00:00C'est l'heure de votre chronique, Anne. Deux choses dans l'actualité vous ont inspiré une chronique sur l'humour.
00:09Oui, d'abord Salman Rushdie qui se confie dans la presse anglo-saxonne à l'occasion de la sortie d'un nouveau recueil de nouvelles.
00:17L'écrivain, objet d'une fatwa depuis 36 ans, apparaît désormais chaussé de ses curieuses lunettes ou un verre fait office de cache-oeil.
00:25C'est qu'il a réchappé à l'été 2023 à l'attaque au couteau d'un fanatique islamiste.
00:30Rushdie y a laissé un oeil, mais pas son sens de l'humour et il y tient.
00:36Auprès de The Economist, il fait même valoir que ça fait longtemps qu'il continue d'être drôle, mais que les gens ne prennent pas son humour au sérieux.
00:43Comme la fatwa n'était pas drôle, confie-t-il, on a supposé que mon livre, les versets sataniques, était dépourvu d'humour.
00:50Or, ça n'était pas vrai. Et voilà, 36 ans donc, qu'on n'envisage plus cet auteur merveilleux qu'avec un esprit de tragédie.
00:58Il insiste pourtant, l'humour c'est essentiel, non seulement parce que cela procure de la joie, mais aussi parce que c'est une arme de lutte contre l'oppression.
01:08Le manque d'humour est caractéristique d'un esprit étroit, dit-il d'ailleurs. Il y a très peu de dictateurs drôles.
01:15Ça, ce n'est pas faux Anne. Quelle est l'autre actualité qui vous a soufflé cette idée de chronique ?
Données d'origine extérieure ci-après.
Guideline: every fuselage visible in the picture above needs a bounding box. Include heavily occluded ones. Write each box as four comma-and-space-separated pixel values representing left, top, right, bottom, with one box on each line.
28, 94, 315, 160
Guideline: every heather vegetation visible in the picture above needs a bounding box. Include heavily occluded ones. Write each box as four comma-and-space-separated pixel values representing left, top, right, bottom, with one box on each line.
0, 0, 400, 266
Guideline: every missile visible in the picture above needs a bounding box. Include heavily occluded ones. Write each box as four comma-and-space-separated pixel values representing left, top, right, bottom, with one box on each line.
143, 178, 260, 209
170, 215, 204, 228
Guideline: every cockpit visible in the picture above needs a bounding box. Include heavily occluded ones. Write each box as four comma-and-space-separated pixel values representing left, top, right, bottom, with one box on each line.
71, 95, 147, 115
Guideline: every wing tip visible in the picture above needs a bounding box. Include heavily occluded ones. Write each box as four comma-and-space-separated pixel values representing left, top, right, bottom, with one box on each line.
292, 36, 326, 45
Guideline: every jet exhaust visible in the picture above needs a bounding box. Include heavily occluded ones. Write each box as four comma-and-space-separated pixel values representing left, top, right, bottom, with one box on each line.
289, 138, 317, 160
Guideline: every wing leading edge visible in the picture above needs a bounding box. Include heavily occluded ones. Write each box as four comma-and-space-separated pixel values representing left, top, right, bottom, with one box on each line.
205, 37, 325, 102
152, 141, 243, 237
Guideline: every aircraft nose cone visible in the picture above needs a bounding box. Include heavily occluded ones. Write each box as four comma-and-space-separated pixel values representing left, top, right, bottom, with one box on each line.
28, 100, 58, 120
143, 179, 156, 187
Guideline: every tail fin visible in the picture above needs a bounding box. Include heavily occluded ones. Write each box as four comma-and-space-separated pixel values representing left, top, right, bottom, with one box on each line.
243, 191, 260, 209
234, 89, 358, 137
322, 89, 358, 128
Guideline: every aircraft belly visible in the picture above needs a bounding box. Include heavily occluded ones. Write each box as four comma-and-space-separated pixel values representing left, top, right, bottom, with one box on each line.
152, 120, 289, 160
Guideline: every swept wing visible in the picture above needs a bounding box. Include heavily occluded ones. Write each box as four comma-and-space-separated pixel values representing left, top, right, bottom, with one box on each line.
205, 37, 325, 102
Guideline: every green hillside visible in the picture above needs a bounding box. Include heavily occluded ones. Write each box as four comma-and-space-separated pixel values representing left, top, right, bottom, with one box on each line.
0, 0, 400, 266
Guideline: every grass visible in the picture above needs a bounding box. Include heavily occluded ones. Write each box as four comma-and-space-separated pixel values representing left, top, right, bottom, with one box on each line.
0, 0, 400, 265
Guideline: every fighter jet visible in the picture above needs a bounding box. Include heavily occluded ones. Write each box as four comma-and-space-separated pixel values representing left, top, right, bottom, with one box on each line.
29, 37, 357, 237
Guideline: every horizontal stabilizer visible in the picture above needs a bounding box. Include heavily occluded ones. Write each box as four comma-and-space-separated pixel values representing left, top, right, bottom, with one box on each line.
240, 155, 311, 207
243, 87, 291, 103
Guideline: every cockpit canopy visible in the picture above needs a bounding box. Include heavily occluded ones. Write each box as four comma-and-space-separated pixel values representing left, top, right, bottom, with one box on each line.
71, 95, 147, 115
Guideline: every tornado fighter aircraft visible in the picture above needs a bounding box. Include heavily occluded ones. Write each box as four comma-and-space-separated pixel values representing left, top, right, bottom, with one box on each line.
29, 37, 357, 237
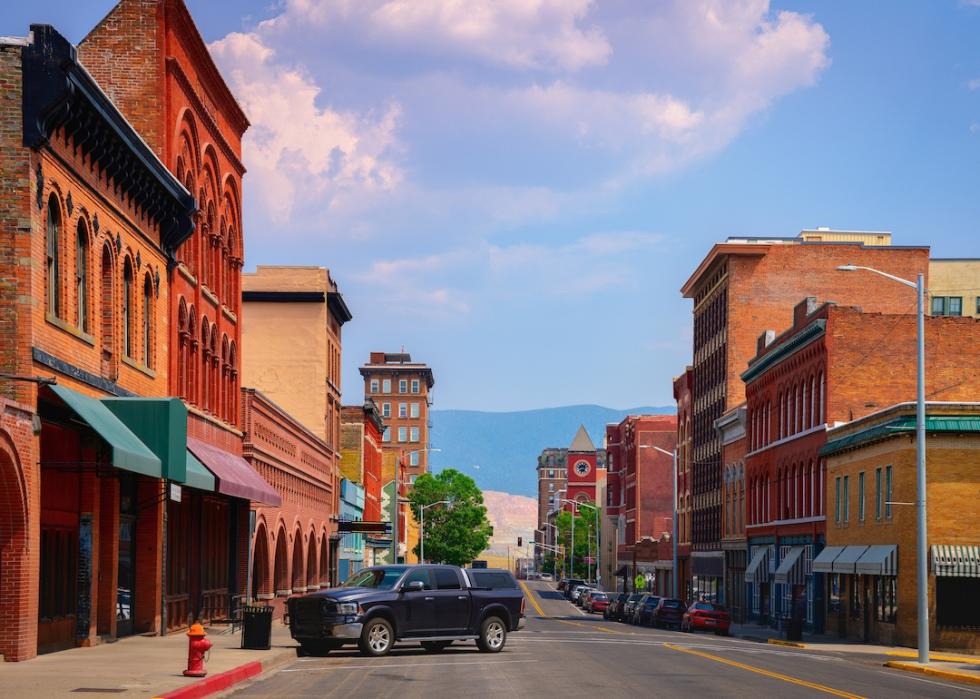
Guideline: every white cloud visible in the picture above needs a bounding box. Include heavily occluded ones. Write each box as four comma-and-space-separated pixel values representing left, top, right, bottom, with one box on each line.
210, 33, 402, 219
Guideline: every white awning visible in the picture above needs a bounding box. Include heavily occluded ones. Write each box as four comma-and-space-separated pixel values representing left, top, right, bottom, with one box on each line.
772, 546, 806, 585
854, 544, 898, 577
745, 545, 769, 584
932, 545, 980, 578
813, 546, 844, 573
834, 546, 868, 575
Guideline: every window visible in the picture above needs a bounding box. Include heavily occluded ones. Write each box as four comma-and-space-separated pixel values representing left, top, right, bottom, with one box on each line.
75, 224, 88, 332
123, 258, 133, 358
44, 194, 61, 317
858, 471, 864, 522
435, 568, 460, 590
834, 476, 840, 522
875, 466, 881, 519
143, 274, 153, 367
885, 466, 892, 519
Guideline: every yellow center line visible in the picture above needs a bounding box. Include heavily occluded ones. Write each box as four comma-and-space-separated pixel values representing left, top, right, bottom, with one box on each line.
664, 643, 864, 699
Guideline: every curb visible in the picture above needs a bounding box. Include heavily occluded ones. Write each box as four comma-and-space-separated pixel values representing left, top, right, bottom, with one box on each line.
885, 660, 980, 684
766, 638, 806, 648
153, 648, 294, 699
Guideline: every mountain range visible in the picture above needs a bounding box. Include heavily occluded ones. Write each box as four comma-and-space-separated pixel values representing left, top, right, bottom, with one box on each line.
429, 405, 675, 497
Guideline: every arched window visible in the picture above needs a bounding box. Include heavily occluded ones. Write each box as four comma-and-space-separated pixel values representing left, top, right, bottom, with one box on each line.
75, 219, 89, 333
143, 273, 153, 368
44, 194, 61, 318
123, 257, 135, 359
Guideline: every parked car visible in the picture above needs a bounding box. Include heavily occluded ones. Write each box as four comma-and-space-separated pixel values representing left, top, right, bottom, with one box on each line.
563, 578, 585, 600
681, 602, 732, 636
286, 565, 525, 656
602, 592, 629, 621
633, 595, 660, 626
586, 592, 609, 614
651, 597, 687, 629
619, 592, 643, 623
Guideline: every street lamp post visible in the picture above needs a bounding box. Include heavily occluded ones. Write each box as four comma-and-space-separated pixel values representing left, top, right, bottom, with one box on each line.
837, 265, 929, 663
650, 444, 680, 599
419, 500, 449, 563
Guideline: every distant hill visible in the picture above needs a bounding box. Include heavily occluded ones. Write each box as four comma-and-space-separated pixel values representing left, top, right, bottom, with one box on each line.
429, 405, 675, 497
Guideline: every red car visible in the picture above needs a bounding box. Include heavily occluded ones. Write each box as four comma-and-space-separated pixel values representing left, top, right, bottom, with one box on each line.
681, 602, 732, 636
588, 592, 609, 614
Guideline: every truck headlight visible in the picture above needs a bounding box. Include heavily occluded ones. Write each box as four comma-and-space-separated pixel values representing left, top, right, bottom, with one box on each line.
337, 602, 361, 616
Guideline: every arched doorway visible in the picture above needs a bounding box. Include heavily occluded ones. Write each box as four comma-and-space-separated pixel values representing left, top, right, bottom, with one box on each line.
292, 529, 306, 594
274, 527, 290, 597
306, 532, 319, 591
250, 523, 275, 599
0, 428, 32, 660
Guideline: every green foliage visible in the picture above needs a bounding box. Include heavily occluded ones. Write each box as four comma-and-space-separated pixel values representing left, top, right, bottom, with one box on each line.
408, 468, 493, 566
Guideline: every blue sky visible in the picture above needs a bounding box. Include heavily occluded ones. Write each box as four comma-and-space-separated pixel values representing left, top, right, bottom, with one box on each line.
0, 0, 980, 410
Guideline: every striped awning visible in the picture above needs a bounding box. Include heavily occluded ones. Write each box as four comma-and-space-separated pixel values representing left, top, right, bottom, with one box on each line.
773, 546, 806, 585
932, 544, 980, 578
745, 546, 769, 584
854, 544, 898, 577
812, 546, 844, 573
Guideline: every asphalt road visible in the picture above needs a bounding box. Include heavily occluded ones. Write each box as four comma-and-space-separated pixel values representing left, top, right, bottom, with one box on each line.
234, 582, 980, 699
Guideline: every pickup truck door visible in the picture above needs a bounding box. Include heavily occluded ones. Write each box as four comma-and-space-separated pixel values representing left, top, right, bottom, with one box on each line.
432, 568, 470, 635
399, 568, 436, 636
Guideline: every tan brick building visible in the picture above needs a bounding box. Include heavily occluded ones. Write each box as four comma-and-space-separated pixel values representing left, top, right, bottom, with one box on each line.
814, 402, 980, 652
360, 352, 435, 482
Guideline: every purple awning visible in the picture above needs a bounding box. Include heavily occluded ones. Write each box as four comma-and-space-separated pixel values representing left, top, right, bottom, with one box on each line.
187, 437, 282, 507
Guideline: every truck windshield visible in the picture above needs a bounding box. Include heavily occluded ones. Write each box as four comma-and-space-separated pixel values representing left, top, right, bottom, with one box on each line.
341, 568, 405, 590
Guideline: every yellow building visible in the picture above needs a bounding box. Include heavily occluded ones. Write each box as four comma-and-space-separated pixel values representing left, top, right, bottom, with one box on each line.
813, 403, 980, 650
928, 258, 980, 318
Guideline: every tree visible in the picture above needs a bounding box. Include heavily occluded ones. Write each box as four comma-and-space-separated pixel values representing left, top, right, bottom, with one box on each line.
408, 468, 493, 566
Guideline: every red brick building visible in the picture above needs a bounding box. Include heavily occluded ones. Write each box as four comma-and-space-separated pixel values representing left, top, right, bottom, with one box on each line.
674, 367, 693, 599
242, 388, 340, 616
681, 230, 929, 601
0, 25, 197, 660
360, 352, 435, 481
742, 298, 980, 630
606, 415, 677, 589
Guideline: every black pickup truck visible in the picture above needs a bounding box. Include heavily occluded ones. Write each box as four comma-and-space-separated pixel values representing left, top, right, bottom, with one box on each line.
287, 565, 524, 656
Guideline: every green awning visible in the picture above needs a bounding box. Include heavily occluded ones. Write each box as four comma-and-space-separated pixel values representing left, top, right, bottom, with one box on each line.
184, 449, 215, 493
102, 398, 187, 483
48, 384, 163, 478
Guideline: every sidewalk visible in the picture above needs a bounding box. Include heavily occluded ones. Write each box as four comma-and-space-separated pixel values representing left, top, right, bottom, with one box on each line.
731, 624, 980, 684
0, 619, 297, 699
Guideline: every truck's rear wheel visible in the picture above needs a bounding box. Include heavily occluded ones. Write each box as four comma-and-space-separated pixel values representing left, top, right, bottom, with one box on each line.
357, 617, 395, 658
476, 616, 507, 653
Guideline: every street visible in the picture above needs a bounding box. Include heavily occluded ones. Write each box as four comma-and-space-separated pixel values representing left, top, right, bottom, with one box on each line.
228, 582, 980, 699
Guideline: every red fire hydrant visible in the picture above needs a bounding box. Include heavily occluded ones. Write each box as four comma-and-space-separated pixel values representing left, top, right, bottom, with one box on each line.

01:20Eh bien, j'ai lu une autre information concernant celle-là Eva Illouz, sociologue française et israélienne, notamment à l'école des hautes études en sciences sociales à Paris.
01:29Précisons un préambule qu'on ne peut guère qualifier Eva Illouz de soutien à Netanyahou.
01:34Elle est si radicalement et si bruyamment anti-Netanyahou, Eva Illouz, qu'en mars dernier, le ministre de l'éducation israélien a publiquement interdit qu'un comité lui remette un prix scientifique prestigieux.
01:48Voilà pour la situer politiquement.
01:50Pourtant, cela n'a pas empêché l'annulation d'une conférence sur l'amour qu'elle devait donner à l'université de Rotterdam aux Pays-Bas.
01:58Dans le magazine de l'université, on apprend que le responsable du projet dans le cadre duquel Eva Illouz devait intervenir a contacté cette dernière pour lui préciser que la décision de l'annuler avait été prise démocratiquement.
02:13La réponse de la sociologue rapportée par le même magazine est un petit bijou d'ironie.
02:18Elle a rétorqué qu'elle était ravie, vraiment ravie, qu'une décision antisémite avérée ait été prise démocratiquement.
02:24Peut-être faut-il y voir un peu de politesse, du désespoir, mais plus encore, je crois que cet humour-là est une arme, une façon de ne pas se laisser écraser par le monde,
02:36de mettre à distance le tragique pour pouvoir respirer et se défendre.
02:41Quand j'entends cette phrase d'Eva Illouz et quand je lis la revendication de Salman Rushdie de continuer de rire,
02:48cela me fait penser au formidable passage sur l'humour dans « La promesse de l'aube » de Romain Garry.
02:53« L'humour, écrit-il, est une déclaration de dignité, une affirmation de la supériorité de l'homme sur ce qui lui arrive. »
03:03C'est superbe. On se dit juste qu'on aimerait avoir en ce moment un peu moins d'occasion de rire.
03:09Merci Anne Rosanchère, directrice déléguée de la rédaction du magazine L'Express.